Drood was the first book I finished reading this year and I do hope I’m going to read better books than this, this year. My complaints about it are:
- It’s too long
- It’s too wordy
- It’s too full of facts described in great length
- It’s too full of Wilkie Collins
- It’s too full of hallucinatory nightmares, involving in particular a black beetle scarab.
I began to dislike all the characters, in particular Wilkie Collins, but then I realised this is fiction, not biography and I disliked it even more for initially lulling me into thinking this is what Collins and Dickens were like. But perhaps that’s a good point – I began to believe what I was reading. I began to believe Dickens and Collins were involved in trying to find Drood, that Drood really existed, that he wasn’t just a figment of Dickens’s imagination, or Collins’s opium induced nightmares and that Collins actually planned to kill Dickens.

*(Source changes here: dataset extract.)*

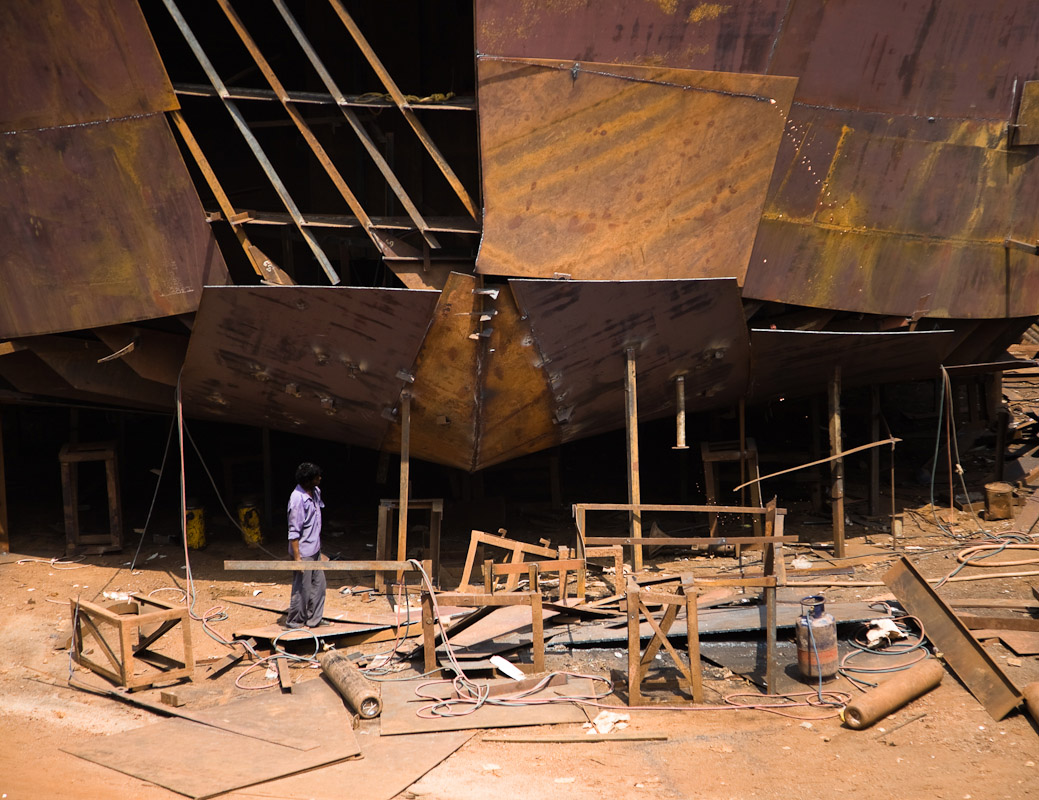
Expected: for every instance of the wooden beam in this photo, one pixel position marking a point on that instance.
(836, 465)
(405, 467)
(634, 489)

Wilkie comes over as a bombastic hypocrite full of his own self-importance and with a chip on his shoulder as far as Dickens is concerned. He’s not a well man, riddled with rheumatic gout, living with a woman he refuses to marry and with a mistress who has three children by him. He sees a green- skinned woman with teeth like long, yellow curved tusks who wants to fling him down the stairs and he is haunted by the ‘Other Wilkie’. He takes laudanum by the jugful, but insists the Other Wilkie has been with him all his life and is not a laudanum-induced dream. The Other Wilkie sits and watches him, lunging for the pen as Wilkie writes and eventually writing his novels for him.
Drood as portrayed in this book is horrific, a half-Egyptian fiend, who, according to Inspector Field is a serial killer. I suspect that this bears little relationship to Dickens’s Drood. I haven’t read The Mystery of Edwin Drood, but having read Drood, I feel I really should.
The plus points for Drood are that it does contain some vivid descriptions bringing the period to life for me – the slums of London, the train accident at Staplehurst and the fantastical “Undertown” with its miles of tunnels, catacombs, caverns and sewers are good examples. It has also made me keen to read more books by Dickens and Collins and biographies of them. There is a list of biographical and other sources in the Acknowledgements at the end of the book, so I’m adding some to my wishlist such as Dickens by Peter Ackroyd.